= PRISM model checker =

PRISM is a probabilistic model checker, a formal verification software tool for the modelling and analysis of systems that exhibit probabilistic behaviour. PRISM was introduced around 2002 in the context of Parker's PhD work and is still under active development (as of 2024).

One source of such systems is the use of randomization, for example in communication protocols like Bluetooth and FireWire, or in security protocols such as Crowds and Onion routing. Stochastic behaviour also arises in many other computer systems, for example due to equipment failures, unreliable sensors and actuators, or unpredictable communication delays. PRISM has been used to analyse a diverse range of applications, from robot planning to computer network performance analysis to biochemical reaction networks.

PRISM can be used to analyse several different types of probabilistic models, including discrete-time Markov chains, continuous-time Markov chains, Markov decision processes and probabilistic extensions of the timed automata formalism.

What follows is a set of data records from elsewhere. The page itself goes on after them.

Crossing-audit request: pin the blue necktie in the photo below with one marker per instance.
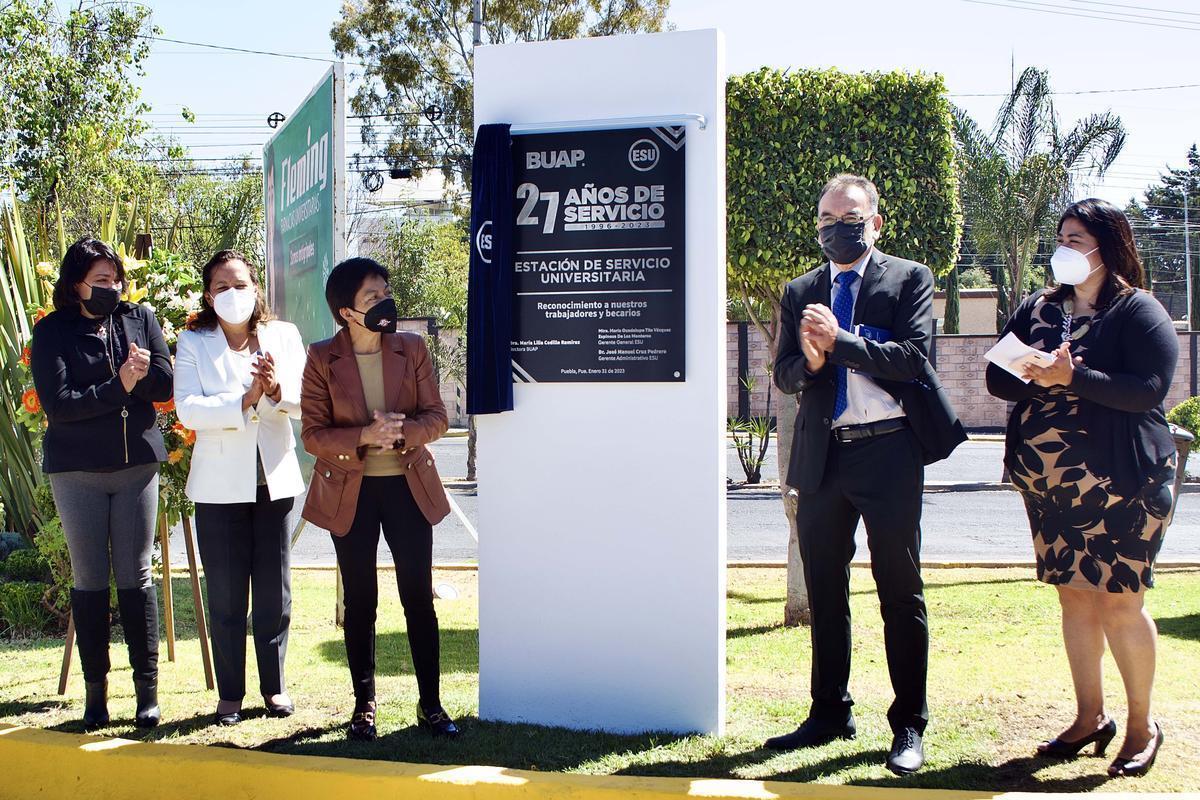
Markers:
(844, 310)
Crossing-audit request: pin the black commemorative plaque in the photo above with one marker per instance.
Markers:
(599, 256)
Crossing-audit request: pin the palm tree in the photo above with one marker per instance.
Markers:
(1017, 178)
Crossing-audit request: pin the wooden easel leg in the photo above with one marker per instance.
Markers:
(340, 607)
(167, 596)
(202, 625)
(66, 656)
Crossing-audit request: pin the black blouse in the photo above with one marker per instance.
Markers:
(1128, 367)
(94, 423)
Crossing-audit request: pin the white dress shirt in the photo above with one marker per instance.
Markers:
(210, 380)
(865, 401)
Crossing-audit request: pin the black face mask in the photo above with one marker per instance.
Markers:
(381, 317)
(102, 301)
(843, 242)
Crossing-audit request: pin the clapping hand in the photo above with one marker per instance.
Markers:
(1057, 373)
(264, 376)
(387, 428)
(136, 367)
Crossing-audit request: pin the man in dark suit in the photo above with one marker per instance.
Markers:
(853, 342)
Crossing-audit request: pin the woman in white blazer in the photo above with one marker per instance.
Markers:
(238, 385)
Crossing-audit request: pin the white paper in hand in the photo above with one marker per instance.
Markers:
(1012, 355)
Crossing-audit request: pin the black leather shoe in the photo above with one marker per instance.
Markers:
(907, 752)
(1062, 749)
(227, 720)
(437, 722)
(1138, 765)
(95, 704)
(363, 722)
(279, 709)
(813, 733)
(148, 714)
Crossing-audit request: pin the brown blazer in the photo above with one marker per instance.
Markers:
(334, 411)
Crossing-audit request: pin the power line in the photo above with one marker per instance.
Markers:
(1122, 5)
(1081, 91)
(1029, 6)
(246, 50)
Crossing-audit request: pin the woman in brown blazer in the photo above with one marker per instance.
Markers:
(370, 405)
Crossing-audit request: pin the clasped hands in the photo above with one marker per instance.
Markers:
(384, 432)
(135, 368)
(264, 382)
(1057, 373)
(819, 331)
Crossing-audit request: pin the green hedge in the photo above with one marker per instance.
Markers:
(1187, 415)
(789, 132)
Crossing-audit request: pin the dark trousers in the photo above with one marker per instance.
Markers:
(879, 480)
(245, 547)
(388, 503)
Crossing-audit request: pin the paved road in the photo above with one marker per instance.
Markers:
(961, 525)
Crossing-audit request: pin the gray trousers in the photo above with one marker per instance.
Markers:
(108, 513)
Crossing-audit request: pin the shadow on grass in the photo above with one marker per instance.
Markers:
(17, 708)
(497, 744)
(1014, 775)
(460, 651)
(1180, 627)
(727, 765)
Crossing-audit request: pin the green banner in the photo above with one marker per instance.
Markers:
(304, 193)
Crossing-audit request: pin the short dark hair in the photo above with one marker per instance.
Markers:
(843, 180)
(76, 264)
(207, 318)
(345, 282)
(1119, 253)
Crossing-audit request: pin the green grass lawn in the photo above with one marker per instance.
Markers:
(999, 684)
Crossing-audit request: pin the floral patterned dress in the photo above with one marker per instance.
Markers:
(1085, 535)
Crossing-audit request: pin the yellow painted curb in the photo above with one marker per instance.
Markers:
(36, 763)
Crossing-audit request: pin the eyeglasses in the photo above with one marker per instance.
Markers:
(850, 220)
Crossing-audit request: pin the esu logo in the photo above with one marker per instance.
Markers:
(484, 241)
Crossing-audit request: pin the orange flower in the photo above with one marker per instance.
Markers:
(29, 400)
(189, 437)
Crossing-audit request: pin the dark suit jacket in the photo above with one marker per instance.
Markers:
(334, 411)
(895, 295)
(83, 395)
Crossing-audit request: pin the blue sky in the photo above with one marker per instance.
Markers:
(972, 44)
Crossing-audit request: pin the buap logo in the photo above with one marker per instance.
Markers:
(484, 241)
(643, 155)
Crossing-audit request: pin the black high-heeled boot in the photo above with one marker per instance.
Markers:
(90, 613)
(437, 722)
(139, 618)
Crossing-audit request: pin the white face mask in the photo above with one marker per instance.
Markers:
(235, 306)
(1071, 266)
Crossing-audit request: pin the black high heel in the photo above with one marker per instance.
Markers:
(1060, 749)
(363, 722)
(1123, 767)
(437, 722)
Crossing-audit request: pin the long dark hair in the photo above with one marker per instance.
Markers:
(1110, 228)
(76, 264)
(207, 318)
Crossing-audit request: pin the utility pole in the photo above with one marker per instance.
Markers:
(1187, 258)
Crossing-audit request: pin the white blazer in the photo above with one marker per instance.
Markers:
(208, 400)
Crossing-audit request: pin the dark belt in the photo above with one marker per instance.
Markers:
(869, 429)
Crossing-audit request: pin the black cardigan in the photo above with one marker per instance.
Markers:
(1127, 371)
(83, 397)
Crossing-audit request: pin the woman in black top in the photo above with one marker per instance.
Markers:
(99, 366)
(1090, 451)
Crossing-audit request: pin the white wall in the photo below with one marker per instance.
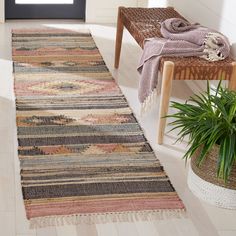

It also supports probabilistic models with partial observability and notions of epistemic uncertainty. Properties to be verified against these models are expressed in probabilistic extensions of temporal logic, such as PCTL. PRISM's companion tool PRISM-games provides analysis for stochastic games.

Development of PRISM is led from the University of Oxford. The project originally began at the University of Birmingham. The tool is open-source software, released under the GNU General Public License. PRISM has been selected for the Google Summer of Code programme in 2013 and 2014. The tool and its creators have won several awards: the 2024 ETAPS Test-of-Time Tool Award and the HVC 2016 Award.

The PRISM probabilistic model checker appears unrelated to the PRISM probabilistic logic programming system (PRogramming In Statistical Modelling, introduced in the late 1990s by Sato and collaborators).